UNITED NATIONS – The UN Security Council on Monday approved sending a political mission to Colombia to help supervise a definitive cease-fire negotiated between Bogota and the Revolution Armed Forces of Colombia, or FARC, guerrillas.
In a unanimous decision, the 15 Council members adopted a resolution authorizing Secretary-General Ban Ki-moon to “immediately” begin preparations to launch the operation, which will have an initial mandate of 12 months.
Ban will have to present the details of the mission to the top UN decision-making entity in the 30 days following the signing of a peace accord between Bogota and the FARC.
The Council decided that the mission will be headed by Ban’s special representative and comprised of “unarmed international observers.”
The UN inspectors will comprise the international component of the tripartite mechanism to monitor and verify the cease-fire, in which representatives of the Colombian government and the rebels will also participate.

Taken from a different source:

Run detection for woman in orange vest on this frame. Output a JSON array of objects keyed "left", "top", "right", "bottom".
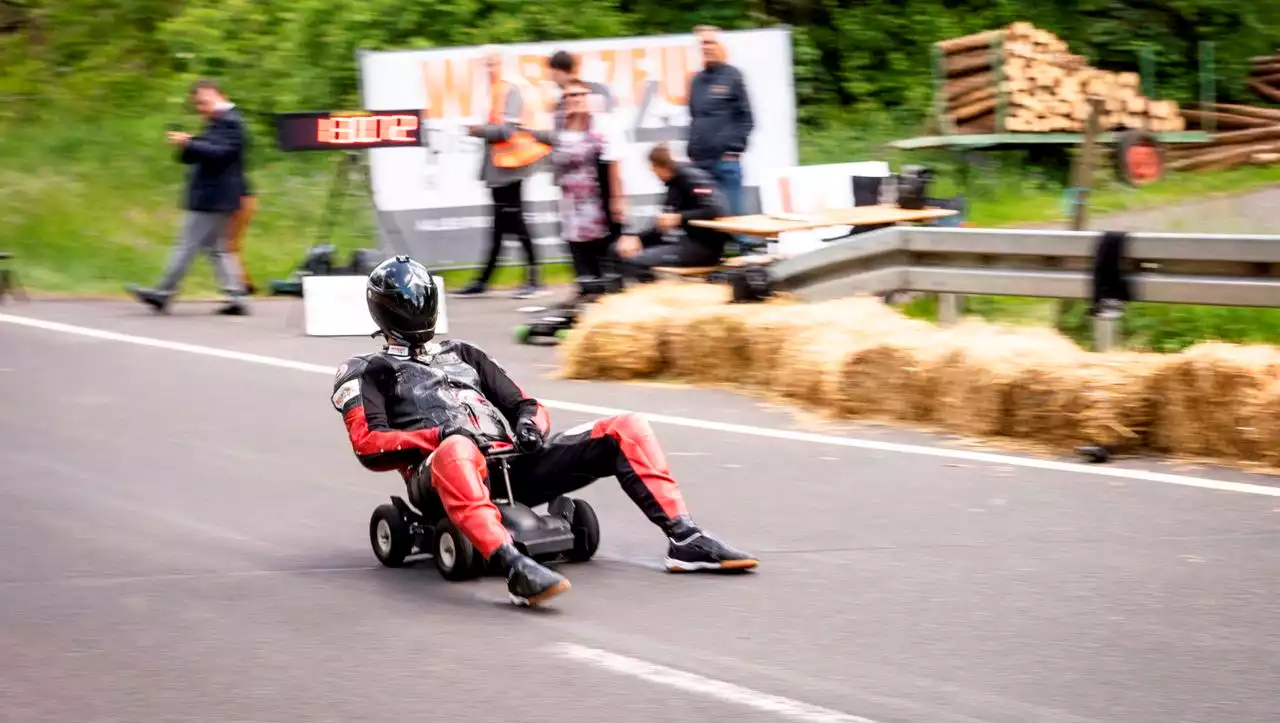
[{"left": 458, "top": 46, "right": 550, "bottom": 298}]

As agreed by the parties, it is expected that the experts will come from countries within the Community of Latin American and Caribbean States.
The resolution requires Ban to present reports on the mission every 90 days after launch and says that extending the mission can be extended at the joint request of the Colombian government and the FARC.
The British-drafted text, which was co-sponsored by all Security Council members, supports the measures agreed to by the parties to the peace talks.
Since 2012, the FARC and Bogota – meeting in Havana – have been seeking to end their 51-year conflict that has left nearly a quarter of a million victims.